Kaizen and Kakushin. Toyota is known as the master of Kaizen (continuous improvement). While Toyota's new president, Katsuaki Watanabe still wants the plethora of incremental improvements that kaizen brings, their new president, Katsuaki Watanabe, also wants some Kakushin - that is, bigger leaps of improvements. Kakushen means continuous innovation.
Enhancing and growing the top line by doing new things of value (innovation) is the other half of the equation: the offense that scores points with customers. Continuous improvement attempts to reduce cost faster than the market and competition reduce price. Innovation adds value (price, margin, profitability) faster than adding cost, while thwarting the competition at the same time. Besides, everybody wants the next new thing - as long as they perceive that is has a value for them.

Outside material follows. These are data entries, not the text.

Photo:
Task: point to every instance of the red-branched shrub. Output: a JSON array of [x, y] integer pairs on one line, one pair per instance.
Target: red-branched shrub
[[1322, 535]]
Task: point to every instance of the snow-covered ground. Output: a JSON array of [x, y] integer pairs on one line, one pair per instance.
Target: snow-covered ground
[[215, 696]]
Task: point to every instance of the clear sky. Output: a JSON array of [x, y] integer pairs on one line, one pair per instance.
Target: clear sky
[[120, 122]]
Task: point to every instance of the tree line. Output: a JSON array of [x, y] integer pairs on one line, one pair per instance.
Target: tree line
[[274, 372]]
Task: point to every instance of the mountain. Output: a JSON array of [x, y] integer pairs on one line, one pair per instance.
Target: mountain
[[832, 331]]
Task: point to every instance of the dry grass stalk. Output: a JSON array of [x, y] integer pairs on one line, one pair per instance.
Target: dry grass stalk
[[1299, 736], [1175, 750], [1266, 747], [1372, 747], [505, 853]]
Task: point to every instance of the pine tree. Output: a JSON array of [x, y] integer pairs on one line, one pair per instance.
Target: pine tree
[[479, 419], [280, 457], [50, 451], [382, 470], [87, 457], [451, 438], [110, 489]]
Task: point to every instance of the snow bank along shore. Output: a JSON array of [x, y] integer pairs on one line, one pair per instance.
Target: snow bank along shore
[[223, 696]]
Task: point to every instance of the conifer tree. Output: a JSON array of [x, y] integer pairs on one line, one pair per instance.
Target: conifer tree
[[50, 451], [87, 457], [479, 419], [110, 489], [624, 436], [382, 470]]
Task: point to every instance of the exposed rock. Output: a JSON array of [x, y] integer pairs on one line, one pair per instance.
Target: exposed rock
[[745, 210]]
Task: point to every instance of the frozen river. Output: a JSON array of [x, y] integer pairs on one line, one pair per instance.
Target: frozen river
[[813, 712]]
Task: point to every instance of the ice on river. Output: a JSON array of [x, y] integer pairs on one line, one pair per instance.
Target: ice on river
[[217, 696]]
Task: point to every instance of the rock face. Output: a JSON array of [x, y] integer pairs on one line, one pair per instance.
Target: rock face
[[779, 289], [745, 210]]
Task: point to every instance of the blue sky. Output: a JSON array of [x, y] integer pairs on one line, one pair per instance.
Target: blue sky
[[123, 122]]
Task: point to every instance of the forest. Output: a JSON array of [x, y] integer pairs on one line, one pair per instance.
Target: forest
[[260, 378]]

Innovation is continuous renewal, that insures a healthy future for the enterprise. Innovation is the wave that makes the biggest difference - and one that sets you apart from the competition.
As Larry Bossidy (former CEO of Honeywell and Vice Chairman at GE) once said, "You can't cost reduce yourself into prosperity." As others have observed as succinctly and directly as possible (and like all living organisms), you're either growing or dying. Therefore, "Innovate or die" is not an unreasonable statement. Live. Don't just survive. Innovate, and thrive!